I’m pretty damn sure the contestants got clarifications on the tiebreaker rules before tribal council and they parroted on screen the info they received. One of the rules states two votes before the rock is drawn. If John know this, he would be a fool not to take advantage of there being two votes. Costs him absolutely nothing.
As for the previous rock draw on Marquesas, I thought the only one immune to the draw was Vicepia, the immunity challenge winner. It was final four, so the vote recipients drew and Paschal the non-vote-recipient drew, but Vicepia did not. Paschal lost the 1 in 3 random rock draw.
Therefore, in the recent Samoa episode, had it gone to a rock draw tiebreaker, Mick would not draw because he held immunity. Everyone else draws, including Natalie and Laura.
I don’t know where the idea came from about Natalie and Laura not drawing.
Okay, I stand corrected. I was wrong about Natalie and Laura drawing rocks based on Marquesas. However, Ellis Dee is wrong about Mick’s immunity. According to this link, 3 people would have been immune: Natalie, Laura and Mick.
The immunity challenge is not solely for immunity from votes. It’s immunity from leaving that week.
Not quite as good as last week’s fantastic episodes, but still one of the better ones. I cheered out-loud when Russell found the hidden immunity idle again–freakin’ insane!
I am surprised that no one has mentioned the incredbably egregious product placement of the Palm Pre. The way the clues were scattered between three multimedia functions of the phone? Disgusting. The whole ‘taking pictures’ thing was cheesy as hell and really detracted from the first half of the episode.
Oh, god, I agree. That was freaking awful. One of the players even said something “Wow!” about the phone, obviously a fed line. That took me all the way back to season two where Colby won a Pontiac Aztek, a very fugly car, and he had to say something like “Wow, what an amazing vehicle!” in his confessional. :rolleyes:
squeegee and Red Barchete, I’m with you two on this. Product placement, I get–blatantly hocking something, even, I get. But this was an awkward, painful infomercial that was so obviously fake in its attempt to look real…ugh. It got to where I started groaning and moaning at all of the lame picture stills they kept showing (that weren’t the clearest quality, I noted).
It was cringe-inducing, but I am really glad that they’ve backed off quite a bit on a lot of the placement they used to have. I’m always pleased when the food rewards are obviously home-made real food, not Do-ree-toes and Sprite. I find that refreshing, and it doesn’t take me out of the game.
What was that one that we saw in the last season or two, the “Charmin Tea House” or somesuch? I remember it was very groan-inducing, but I’ve expunged the details from my memory.
And, yeah, having brand name food rewards was pretty annoying. At least the players weren’t excitedly singing the praises of Snickers™ while they ate, oy.

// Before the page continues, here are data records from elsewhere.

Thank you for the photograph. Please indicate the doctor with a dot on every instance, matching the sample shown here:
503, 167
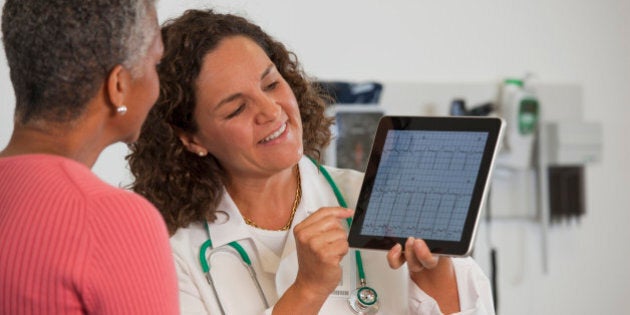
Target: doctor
257, 226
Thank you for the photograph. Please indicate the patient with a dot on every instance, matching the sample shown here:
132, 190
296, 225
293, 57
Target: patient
84, 77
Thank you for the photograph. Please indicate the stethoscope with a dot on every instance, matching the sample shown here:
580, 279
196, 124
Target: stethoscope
363, 300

Whatever season had the most disparate team competence ever…culminating in a single person from the sucky loser tribe (Stephanie?) surviving to what amounted to an all-out absorption, rather than a merge, had a Charmin bathhouse built at the competent team’s camp. That was the season with Dolphin Boy and Firefighter Tom, wasn’t it?
Ah…I remember what you’re talking about. I think it was the China season…they went on a reward challenge that was at a teahouse or something that was sponsored by Charmin (they could shower and stuff, too, so I think the opportunity to poop with soft tissue cleanup was implied).
You know, most of it doesn’t bother me all that much, either. The brand-name food, tools, whatever for rewards is cheesy but I can get over it. The Charmin tea house was just somewhat bad, not horrid; it was just a brand-named outhouse.
The placement that bothers me most is the type from this episode, where the players are more or less following a script with the product, which takes the players from being reality contestants to unpaid* advertising shills. That really bugs me.
*I have wondered if the players get a performance fee for this stuff. I’m guessing no, but it wouldn’t be surprised if they did.